Using Delta table format in object storage Depots¶
In DataOS, object storage Depots (ABFSS, Amazon S3, GCS, WASBS) supports two different table formats: iceberg
and delta
. This section focuses on the Delta table format.
What does the Delta table format actually do?¶
At its core, Delta table format adds a transactional metadata layer to cloud object storage, enabling ACID-compliant operations for Parquet files. In DataOS, when you configure a Depot with format: delta
, you're enabling data ingestion using Delta-compatible read and write Flare jobs.
In DataOS:
-
Use
format: delta
in a Depot to enable Delta table format support (best with Spark). -
Use
format: iceberg
in a Depot to enable Iceberg table format support (works with Spark, Trino, and more).

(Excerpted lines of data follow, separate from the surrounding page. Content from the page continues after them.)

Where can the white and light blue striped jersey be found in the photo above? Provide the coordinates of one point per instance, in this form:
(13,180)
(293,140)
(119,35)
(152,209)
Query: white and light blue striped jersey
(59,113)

Supported object storage sources in DataOS for Delta table format¶
DataOS supports the Delta table format on the following object storage Depots:
name: ${{depot-name}}
version: v2alpha
type: depot
description: ${{description}}
tags:
- ${{tag1}}
owner: ${{owner-name}}
layer: user
depot:
type: S3
external: ${{true}}
secrets:
- name: ${{s3-instance-secret-name}}-r
allkeys: true
- name: ${{s3-instance-secret-name}}-rw
allkeys: true
s3:
scheme: ${{s3a}}
bucket: ${{project-name}}
relativePath: ${{relative-path}}
format: delta
region: ${{us-gov-east-1}}
endpoint: ${{s3.us-gov-east-1.amazonaws.com}}
name: ${{depot-name}}
version: v2alpha
type: depot
description: ${{description}}
tags:
- ${{tag1}}
- ${{tag2}}
owner: ${{owner-name}}
layer: user
depot:
type: ABFSS
external: ${{true}}
compute: ${{runnable-default}}
secrets:
- name: ${{abfss-instance-secret-name}}-r
allkeys: true
- name: ${{abfss-instance-secret-name}}-rw
allkeys: true
abfss:
account: ${{account-name}}
container: ${{container-name}}
endpointSuffix: ${{windows.net}}
format: delta
relativePath: ${{delta}}
name: ${{"sanitygcs01"}}
version: v2alpha
type: depot
description: ${{"GCS depot for sanity"}}
tags:
- ${{GCS}}
- ${{Sanity}}
layer: user
depot:
type: GCS
compute: ${{runnable-default}}
external: ${{true}}
secrets:
- name: ${{gcs-instance-secret-name}}-r
allkeys: true
- name: ${{gcs-instance-secret-name}}-rw
allkeys: true
gcs:
bucket: ${{"airbyte-minio-testing"}}
relativePath: ${{"/sanity"}}
format: delta
name: ${{depot-name}}
version: v2alpha
type: depot
description: ${{description}}
tags:
- ${{tag1}}
- ${{tag2}}
owner: ${{owner-name}}
layer: user
depot:
type: WASBS
external: ${{true}}
compute: ${{runnable-default}}
secrets:
- name: ${{wasbs-instance-secret-name}}-r
allkeys: true
- name: ${{wasbs-instance-secret-name}}-rw
allkeys: true
wasbs:
account: ${{account-name}}
container: ${{container-name}}
relativePath: ${{relative-path}}
format: delta
For each of these storage types, a Depot can be created with format: delta
so that Delta table management is enabled in DataOS.